Upon closely inspecting the photos, you wonder: “What is this pink/magenta haze near the corners and edges in my photos?” 

In fact, purple fringing is not always purple or magenta/pink. It can also have a greenish tint. 

Purple or green—fret not, here are some easy tips for correcting aberration in post-production.

Let’s start off with a quick, universal CA tip.

Chromatic aberration is not an issue in black and white photography. Hence, you could convert your camera to noir—or convert your photo to grayscale.

Now let’s see how to fix it in color photos.
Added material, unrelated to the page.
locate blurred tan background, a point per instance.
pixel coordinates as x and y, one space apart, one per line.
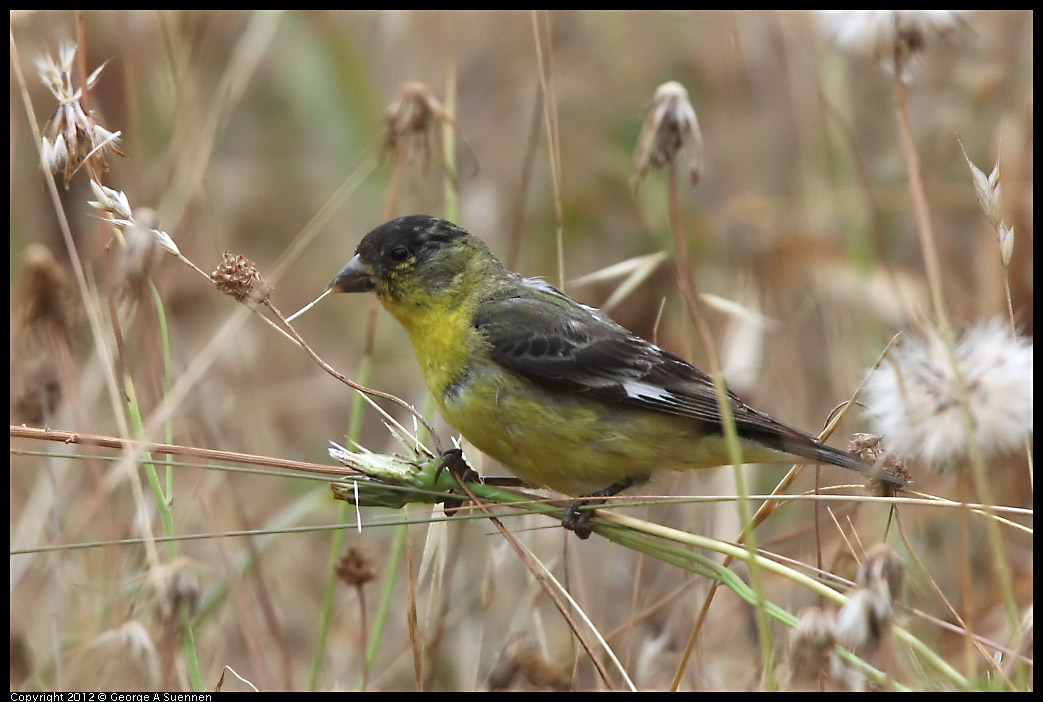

How to Get Rid of Fringing aka Chromatic Aberration in Lightroom

If you’re using Lightroom Mobile, tap the Optics panel and activate the switch that says,… you guessed it! “Remove Chromatic Aberration.”

In Lightroom CC, the process is similar: open up the affected image using the Develop panel.
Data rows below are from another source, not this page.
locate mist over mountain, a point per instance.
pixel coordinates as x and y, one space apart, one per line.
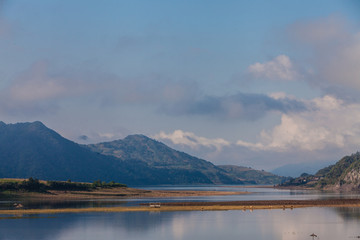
33 150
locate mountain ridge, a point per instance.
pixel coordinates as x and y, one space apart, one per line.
33 150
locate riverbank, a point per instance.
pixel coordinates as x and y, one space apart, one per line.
196 206
111 193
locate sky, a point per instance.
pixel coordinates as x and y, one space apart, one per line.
254 83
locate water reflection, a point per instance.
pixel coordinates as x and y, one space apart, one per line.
327 223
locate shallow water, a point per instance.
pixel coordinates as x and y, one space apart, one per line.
327 223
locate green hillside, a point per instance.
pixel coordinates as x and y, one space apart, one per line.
344 175
252 176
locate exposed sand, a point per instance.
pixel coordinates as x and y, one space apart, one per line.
118 193
198 206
From there, select “Lens Corrections,” and finally, “Remove Chromatic Aberration” in the Profile tab.

If you’re using Lightroom Classic, you’ve probably been around the block.

In any case, Adobe has an official guide on CA removal. The Classic workflow is slightly more hands-on but also more nuanced and flexible.
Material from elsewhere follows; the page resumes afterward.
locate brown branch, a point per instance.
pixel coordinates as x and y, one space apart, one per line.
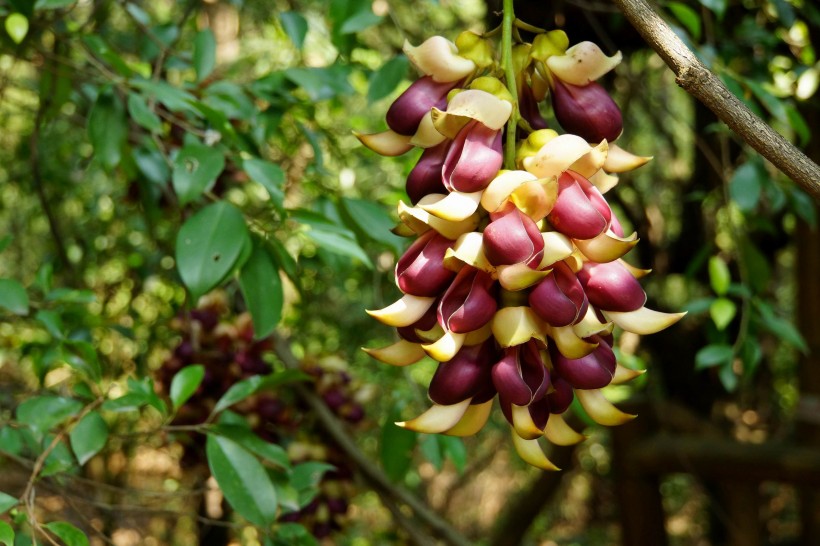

How to Remove Fringing Using Photoshop

First of all, there is a dead-simple way to remove fringing/aberration in Adobe Photoshop.

Go to the Filters pane and pick the “Lens Correction” filter. 

If this doesn’t solve the problem, duplicate the layer, apply the “Gaussian Blur” filter, and change blending mode to color.

Finally, apply a layer mask and brush away the areas that should not be affected. 

Final Thoughts

In case you’ve ever been puzzled what’s the magenta haze near the objects’ edges on your photos, it should be abundantly clear now. 

The fringing effect is caused by chromatic aberration—an optical artifact that you can easily prevent and combat at various stages. 

Using a quality lens, stopping up, and avoiding contrasty edges, are all viable options to get rid of CA. As a last resort, you can quickly correct it in post.